The WP lead sings the praises of the conservation bill and marinates in the bipartisan warmfuzzyfest it evidently has inspired in the House, waiting until the fifth paragraph to mention that the fate of the bill in the Senate is "uncertain" and until the last sentence to note that the chairman of the key Senate committee handling it has warned that it will be "very difficult" to pass.

The USAT lead relies on the man-in-the-street interview to explain how homebuyers are reacting to the mortgage rate climb. That is, one man, one street, one interview. It's Jim Carletta, from Woodbury, Minn., and it turns out that he got his mortgage at the rate he did because he figured rates were going up. How exactly did USAT pick him? And why?

The NYT fronts the admission by Ford that its sport utility vehicles, which account for much of the company's profit, pose serious safety and environmental problems. The company said they would nonetheless keep building them because of their profitability but would seek technological fixes for the problems and look for alternative vehicle types. The admission came in a new corporate publication made available to shareholders and the press at the company's annual meetings. Made available to all the press of course, confirming that in the pack-journalism world of automotive reporters, the NYT's car coverage stands out. This story reminds Today's Papers of the time only the NYT auto reporter noticed that a certain new model car was the first one ever without ashtrays.

USAT fronts word that today George W. Bush will announce a program to distribute free trigger locks to handgun owners in Texas and will pledge to create a national version of this program if elected president. The paper says the program is designed to show--on the eve of Sunday's Million Mom March calling for national handgun licensing and registration, which Bush opposes--that Bush is serious about curtailing violence. The story goes on to report that today President Clinton will announce federal grants to two gun companies to support research into smart guns. But the headline over the story only mentions the Bush proposal.

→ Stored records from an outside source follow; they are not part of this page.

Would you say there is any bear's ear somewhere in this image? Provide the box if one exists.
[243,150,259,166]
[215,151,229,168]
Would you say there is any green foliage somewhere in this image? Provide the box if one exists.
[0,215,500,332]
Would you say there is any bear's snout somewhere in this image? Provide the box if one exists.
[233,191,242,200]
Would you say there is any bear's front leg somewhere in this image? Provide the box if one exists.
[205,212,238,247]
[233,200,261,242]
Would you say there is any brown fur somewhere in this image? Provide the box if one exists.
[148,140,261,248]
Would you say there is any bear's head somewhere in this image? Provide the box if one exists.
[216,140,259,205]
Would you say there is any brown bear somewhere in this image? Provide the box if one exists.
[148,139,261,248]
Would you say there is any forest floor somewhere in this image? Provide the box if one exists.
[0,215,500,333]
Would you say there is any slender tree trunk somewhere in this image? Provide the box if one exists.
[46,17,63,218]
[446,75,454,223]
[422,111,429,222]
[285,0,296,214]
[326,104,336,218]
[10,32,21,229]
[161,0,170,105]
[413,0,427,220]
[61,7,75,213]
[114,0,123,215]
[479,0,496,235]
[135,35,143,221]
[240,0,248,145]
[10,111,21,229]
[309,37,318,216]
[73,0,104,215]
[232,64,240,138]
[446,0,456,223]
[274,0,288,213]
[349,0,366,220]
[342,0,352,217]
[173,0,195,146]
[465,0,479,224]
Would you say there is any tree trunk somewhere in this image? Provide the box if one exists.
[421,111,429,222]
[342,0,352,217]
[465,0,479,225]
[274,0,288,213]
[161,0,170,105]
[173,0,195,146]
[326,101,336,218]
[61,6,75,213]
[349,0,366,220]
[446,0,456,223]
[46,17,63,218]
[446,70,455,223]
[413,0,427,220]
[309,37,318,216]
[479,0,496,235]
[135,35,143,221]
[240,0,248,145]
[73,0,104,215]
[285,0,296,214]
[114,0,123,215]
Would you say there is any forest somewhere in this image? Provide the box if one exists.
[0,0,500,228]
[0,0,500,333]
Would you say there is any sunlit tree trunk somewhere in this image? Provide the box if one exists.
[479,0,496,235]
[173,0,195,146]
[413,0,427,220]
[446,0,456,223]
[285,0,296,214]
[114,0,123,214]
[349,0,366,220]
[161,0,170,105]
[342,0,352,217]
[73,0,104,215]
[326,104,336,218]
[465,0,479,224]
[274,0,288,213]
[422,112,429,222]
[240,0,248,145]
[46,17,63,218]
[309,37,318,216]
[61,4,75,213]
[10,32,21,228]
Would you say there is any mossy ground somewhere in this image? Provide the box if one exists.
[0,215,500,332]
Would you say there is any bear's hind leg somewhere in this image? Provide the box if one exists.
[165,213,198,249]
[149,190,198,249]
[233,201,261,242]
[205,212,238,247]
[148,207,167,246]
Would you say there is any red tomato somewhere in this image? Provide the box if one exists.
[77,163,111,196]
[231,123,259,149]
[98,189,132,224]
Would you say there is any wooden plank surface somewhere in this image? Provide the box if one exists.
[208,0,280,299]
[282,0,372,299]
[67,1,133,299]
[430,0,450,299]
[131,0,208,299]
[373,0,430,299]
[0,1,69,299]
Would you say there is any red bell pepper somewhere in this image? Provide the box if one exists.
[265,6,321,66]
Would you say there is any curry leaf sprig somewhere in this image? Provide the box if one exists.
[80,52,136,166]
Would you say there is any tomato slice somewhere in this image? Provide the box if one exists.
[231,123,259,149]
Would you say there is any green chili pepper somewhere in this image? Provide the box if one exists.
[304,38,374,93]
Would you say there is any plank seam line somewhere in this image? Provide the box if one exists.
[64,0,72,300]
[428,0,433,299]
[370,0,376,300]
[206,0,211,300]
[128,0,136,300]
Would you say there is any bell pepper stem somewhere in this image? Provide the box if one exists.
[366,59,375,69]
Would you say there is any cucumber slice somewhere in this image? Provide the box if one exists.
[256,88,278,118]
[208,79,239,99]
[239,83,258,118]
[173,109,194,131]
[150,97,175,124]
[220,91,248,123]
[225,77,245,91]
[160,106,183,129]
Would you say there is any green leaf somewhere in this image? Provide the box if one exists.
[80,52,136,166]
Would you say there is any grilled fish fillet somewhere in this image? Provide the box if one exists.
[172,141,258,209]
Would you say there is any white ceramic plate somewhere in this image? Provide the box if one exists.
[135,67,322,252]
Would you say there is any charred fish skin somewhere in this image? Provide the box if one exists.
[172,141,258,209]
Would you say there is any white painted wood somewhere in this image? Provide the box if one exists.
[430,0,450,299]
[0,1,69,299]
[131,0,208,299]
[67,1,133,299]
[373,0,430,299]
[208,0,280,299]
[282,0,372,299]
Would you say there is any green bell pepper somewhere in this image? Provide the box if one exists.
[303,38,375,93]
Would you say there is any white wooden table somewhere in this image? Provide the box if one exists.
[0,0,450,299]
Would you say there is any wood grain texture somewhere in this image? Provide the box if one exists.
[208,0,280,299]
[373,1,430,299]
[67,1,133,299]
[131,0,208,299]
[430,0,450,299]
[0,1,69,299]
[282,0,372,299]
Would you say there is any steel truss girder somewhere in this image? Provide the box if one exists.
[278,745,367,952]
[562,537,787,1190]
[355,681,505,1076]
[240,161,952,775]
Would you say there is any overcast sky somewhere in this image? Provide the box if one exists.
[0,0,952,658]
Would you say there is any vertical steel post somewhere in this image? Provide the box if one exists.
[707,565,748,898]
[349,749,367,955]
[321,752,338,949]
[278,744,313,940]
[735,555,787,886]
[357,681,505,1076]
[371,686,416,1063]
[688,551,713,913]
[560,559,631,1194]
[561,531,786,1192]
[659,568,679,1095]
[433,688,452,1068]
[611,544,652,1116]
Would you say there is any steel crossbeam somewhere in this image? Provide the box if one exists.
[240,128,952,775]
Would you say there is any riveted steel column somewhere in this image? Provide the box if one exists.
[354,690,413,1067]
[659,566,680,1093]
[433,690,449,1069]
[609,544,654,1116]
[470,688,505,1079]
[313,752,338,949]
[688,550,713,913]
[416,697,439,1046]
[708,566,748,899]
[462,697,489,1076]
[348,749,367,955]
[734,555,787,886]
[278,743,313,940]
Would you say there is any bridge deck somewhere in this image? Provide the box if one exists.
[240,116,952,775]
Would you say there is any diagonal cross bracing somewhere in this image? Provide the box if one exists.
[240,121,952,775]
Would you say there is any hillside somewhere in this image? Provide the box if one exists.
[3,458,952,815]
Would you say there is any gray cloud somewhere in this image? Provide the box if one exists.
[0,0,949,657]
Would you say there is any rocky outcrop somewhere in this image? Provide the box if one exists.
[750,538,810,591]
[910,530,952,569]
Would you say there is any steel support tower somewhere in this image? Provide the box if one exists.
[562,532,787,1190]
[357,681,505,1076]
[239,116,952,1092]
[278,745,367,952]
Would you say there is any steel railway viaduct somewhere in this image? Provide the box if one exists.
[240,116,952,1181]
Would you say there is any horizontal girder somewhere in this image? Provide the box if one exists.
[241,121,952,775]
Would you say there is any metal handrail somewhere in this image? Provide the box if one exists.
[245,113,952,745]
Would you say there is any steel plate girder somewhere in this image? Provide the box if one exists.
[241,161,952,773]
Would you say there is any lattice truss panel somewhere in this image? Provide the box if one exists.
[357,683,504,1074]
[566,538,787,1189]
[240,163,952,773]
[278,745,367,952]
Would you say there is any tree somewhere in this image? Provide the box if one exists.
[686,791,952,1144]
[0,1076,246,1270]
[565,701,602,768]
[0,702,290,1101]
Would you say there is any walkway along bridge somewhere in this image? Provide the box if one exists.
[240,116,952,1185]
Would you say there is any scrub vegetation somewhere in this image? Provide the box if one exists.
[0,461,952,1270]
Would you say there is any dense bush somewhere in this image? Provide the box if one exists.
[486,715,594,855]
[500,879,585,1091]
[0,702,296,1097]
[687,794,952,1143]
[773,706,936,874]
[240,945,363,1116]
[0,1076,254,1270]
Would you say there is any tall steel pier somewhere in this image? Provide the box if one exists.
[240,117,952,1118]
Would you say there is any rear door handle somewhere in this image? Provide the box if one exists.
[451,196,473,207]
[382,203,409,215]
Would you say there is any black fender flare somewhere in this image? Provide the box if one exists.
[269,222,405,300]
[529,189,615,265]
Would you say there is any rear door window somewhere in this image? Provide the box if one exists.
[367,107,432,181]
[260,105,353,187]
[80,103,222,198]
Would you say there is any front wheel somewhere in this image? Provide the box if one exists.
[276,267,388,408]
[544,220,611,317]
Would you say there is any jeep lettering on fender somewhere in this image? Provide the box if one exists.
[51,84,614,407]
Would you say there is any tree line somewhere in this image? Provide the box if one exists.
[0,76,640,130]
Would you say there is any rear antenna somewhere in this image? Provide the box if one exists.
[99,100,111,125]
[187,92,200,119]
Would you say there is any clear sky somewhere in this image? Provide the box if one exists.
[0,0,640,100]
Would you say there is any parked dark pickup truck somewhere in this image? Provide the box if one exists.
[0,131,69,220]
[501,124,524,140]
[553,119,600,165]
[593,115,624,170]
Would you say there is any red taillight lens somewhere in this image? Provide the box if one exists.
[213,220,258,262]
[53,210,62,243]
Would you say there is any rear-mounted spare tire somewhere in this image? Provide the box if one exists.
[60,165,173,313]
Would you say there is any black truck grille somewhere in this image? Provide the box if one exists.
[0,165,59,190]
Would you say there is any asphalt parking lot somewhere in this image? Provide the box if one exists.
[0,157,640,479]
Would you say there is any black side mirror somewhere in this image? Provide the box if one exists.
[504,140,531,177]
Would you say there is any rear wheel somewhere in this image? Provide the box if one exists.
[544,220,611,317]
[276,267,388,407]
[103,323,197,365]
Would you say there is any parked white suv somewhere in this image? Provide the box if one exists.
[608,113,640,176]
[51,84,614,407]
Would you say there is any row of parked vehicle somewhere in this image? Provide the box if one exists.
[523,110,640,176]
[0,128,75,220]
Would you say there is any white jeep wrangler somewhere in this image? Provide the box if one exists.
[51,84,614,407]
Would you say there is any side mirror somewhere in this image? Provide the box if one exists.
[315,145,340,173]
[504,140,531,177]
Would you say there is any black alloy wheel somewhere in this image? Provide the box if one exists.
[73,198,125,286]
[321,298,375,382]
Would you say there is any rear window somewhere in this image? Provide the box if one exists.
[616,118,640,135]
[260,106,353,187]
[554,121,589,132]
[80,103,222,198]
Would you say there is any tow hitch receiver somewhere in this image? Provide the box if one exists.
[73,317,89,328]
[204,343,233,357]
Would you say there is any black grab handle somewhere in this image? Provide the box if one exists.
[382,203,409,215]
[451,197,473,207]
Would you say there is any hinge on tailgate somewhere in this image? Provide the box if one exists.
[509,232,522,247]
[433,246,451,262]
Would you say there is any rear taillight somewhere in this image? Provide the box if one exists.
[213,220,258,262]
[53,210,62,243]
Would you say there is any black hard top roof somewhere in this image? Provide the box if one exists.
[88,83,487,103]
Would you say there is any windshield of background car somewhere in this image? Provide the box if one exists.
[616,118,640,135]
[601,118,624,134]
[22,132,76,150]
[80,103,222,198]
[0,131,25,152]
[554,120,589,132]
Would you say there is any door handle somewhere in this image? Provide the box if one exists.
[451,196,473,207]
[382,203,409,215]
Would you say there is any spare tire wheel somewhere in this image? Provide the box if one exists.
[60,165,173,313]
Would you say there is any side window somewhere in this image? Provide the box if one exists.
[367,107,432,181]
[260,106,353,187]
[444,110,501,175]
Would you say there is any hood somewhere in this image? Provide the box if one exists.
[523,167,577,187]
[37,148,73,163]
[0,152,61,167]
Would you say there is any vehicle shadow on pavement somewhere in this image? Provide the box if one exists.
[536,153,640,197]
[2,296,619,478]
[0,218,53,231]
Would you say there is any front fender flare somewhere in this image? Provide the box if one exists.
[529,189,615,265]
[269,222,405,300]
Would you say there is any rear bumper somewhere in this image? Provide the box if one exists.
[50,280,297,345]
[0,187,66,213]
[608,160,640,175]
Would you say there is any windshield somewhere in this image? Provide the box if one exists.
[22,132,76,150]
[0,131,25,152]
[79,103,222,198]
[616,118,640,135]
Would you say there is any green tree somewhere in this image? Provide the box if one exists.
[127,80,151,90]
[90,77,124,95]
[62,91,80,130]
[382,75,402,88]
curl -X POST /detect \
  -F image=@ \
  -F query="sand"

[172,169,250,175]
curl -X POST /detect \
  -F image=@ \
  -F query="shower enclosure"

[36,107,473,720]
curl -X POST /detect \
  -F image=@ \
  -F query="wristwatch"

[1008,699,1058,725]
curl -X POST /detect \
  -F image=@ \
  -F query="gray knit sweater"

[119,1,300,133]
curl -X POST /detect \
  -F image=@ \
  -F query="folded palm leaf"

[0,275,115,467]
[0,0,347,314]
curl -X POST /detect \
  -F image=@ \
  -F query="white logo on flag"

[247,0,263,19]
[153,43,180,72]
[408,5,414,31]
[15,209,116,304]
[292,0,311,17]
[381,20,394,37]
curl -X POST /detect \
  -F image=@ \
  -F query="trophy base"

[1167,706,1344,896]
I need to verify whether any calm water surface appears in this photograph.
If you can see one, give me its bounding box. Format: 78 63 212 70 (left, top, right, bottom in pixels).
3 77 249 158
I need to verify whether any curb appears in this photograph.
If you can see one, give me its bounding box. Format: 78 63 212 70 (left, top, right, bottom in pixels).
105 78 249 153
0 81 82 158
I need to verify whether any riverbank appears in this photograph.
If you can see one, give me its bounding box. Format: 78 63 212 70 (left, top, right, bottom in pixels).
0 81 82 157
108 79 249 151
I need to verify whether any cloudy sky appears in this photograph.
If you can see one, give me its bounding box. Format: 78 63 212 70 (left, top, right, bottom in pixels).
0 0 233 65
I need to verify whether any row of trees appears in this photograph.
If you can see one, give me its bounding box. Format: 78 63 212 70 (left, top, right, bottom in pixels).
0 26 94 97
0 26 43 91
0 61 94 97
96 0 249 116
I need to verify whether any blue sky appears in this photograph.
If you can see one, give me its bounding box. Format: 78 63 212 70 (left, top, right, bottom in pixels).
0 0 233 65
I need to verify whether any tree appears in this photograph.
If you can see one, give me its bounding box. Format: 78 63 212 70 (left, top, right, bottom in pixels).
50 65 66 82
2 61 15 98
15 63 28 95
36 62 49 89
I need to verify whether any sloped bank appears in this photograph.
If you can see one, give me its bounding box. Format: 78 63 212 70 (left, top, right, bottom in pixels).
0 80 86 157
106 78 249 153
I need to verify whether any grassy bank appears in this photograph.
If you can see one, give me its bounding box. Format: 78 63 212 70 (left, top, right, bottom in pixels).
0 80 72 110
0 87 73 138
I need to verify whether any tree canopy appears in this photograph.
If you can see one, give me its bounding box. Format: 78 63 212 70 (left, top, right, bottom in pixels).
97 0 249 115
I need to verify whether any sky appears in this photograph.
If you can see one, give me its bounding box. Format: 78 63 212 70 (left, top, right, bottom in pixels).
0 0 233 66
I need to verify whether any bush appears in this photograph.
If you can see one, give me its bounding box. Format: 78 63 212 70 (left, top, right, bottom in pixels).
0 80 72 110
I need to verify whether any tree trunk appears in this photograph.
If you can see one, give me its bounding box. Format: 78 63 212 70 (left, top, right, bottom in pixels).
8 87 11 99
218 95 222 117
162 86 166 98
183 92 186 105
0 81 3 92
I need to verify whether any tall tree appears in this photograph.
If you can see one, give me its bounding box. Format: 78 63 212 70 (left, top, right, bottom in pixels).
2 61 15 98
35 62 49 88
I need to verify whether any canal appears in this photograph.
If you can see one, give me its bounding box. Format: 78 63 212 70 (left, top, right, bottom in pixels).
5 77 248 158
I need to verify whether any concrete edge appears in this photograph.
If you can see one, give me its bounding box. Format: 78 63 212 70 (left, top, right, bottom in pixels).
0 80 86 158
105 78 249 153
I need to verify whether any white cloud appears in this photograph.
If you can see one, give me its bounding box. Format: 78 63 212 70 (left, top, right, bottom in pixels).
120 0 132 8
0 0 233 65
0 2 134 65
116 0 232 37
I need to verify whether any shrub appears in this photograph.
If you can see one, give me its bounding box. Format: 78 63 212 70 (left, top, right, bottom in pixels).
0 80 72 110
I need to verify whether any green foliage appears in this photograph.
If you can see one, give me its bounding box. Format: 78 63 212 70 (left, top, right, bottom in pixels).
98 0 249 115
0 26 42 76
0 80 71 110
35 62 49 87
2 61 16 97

Everybody goes inside with the love bug latest: the impromptu appearance before reporters in Manila of the man most sought by authorities in connection with the episode. The college computer student stopped short of taking responsibility for the worldwide outbreak, but he said he might have unleashed it accidentally. He was not taken into custody. The NYT story brings out particularly strongly the "burst of perverse pride" the incident has inspired in a largely computer-backward country. "Yes, the Filipino can!" was, the Times informs, the reaction of an editorial in a leading Manila paper.

The Wall Street Journal "Washington Wire" reports that Al Gore's former campaign manager, now a board member of a Microsoft-funded trade group, cites polls showing no public support for a Microsoft breakup in urging Democrats to stay clear of the Microsoft/DOJ wrangle for the coming election. The item adds that at least three veteran advisers recently added to the Bush campaign come with Microsoft connections.

The WP runs an AP story inside revealing that the FBI believes foreign spies have unescorted access to the State Department because they are adopting the cover identity of news correspondents. The paper quotes Madeleine Albright's counterintelligence on the matter: "If you are spies, then identify yourselves."